Entscheidet die Bundestagsfraktion

Söders demonstrative Gelassenheit wird dadurch bestärkt, dass sich in der CDU die Stimmen mehren, die ihn gegenüber Laschet favorisieren. Offenbar geht Söder davon aus, dass die Kandidatur nicht so einfach zwischen den beiden Parteivorsitzenden ausgehandelt, sondern dass die gemeinsame Bundestagsfraktion von CDU und CSU ein gewichtiges Wort mitsprechen werde. So war das 1980 gewesen, als die Unionsabgeordneten dem CSU-Vorsitzenden Franz Josef Strauß den Vorzug vor dem niedersächsischen Ministerpräsidenten Ernst Albrecht (CDU) gaben. Nicht zufällig hat Alexander Dobrindt, Chef der CSU-Abgeordneten im Bundestag, dieses Nominierungsverfahren jetzt ins Gespräch gebracht.
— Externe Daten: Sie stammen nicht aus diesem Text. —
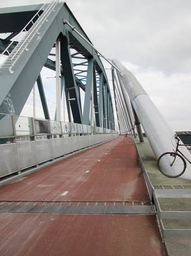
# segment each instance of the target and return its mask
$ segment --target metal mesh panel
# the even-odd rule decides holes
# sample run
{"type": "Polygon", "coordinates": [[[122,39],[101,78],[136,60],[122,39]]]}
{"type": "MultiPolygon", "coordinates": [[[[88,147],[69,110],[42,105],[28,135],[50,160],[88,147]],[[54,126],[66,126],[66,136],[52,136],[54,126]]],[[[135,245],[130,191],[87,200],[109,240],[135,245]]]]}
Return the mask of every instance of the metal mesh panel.
{"type": "Polygon", "coordinates": [[[39,163],[53,158],[51,140],[37,140],[36,149],[39,163]]]}
{"type": "Polygon", "coordinates": [[[16,144],[0,145],[0,177],[18,171],[16,144]]]}
{"type": "Polygon", "coordinates": [[[35,141],[17,143],[17,147],[20,170],[38,163],[35,141]]]}
{"type": "Polygon", "coordinates": [[[53,139],[52,139],[52,141],[53,157],[55,158],[64,155],[64,138],[53,139]]]}
{"type": "Polygon", "coordinates": [[[72,137],[72,142],[73,144],[73,149],[74,151],[80,149],[80,140],[79,136],[72,137]]]}
{"type": "Polygon", "coordinates": [[[85,139],[86,136],[80,136],[79,141],[80,145],[80,149],[86,147],[85,139]]]}
{"type": "Polygon", "coordinates": [[[63,138],[64,141],[64,154],[67,154],[74,151],[73,144],[71,140],[71,137],[63,138]]]}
Dabei handelte Dobrindt wohl ganz im Sinne seines Vorsitzenden. Söder jedenfalls betonte bei „Lanz“, die Fraktion „muss gehört werden.“ Schließlich müsse der Kanzler ja von den Abgeordneten im Bundestag gewählt werden. Letzteres ist formal richtig. Doch dürfte Söder eher darauf spekulieren, dass viele MdBs um ihr Mandat bangen. Sollte die CDU/CSU bei der Wahl nur 26 bis 28 Prozent erzielen, würde sie 40 bis 60 ihre 245 Sitze verlieren. Kein Wunder, dass viele Abgeordnete in Existenzangst schweben und auf den setzen, der die meisten Stimmen verspricht. Das wäre – Stand jetzt – eindeutig Söder.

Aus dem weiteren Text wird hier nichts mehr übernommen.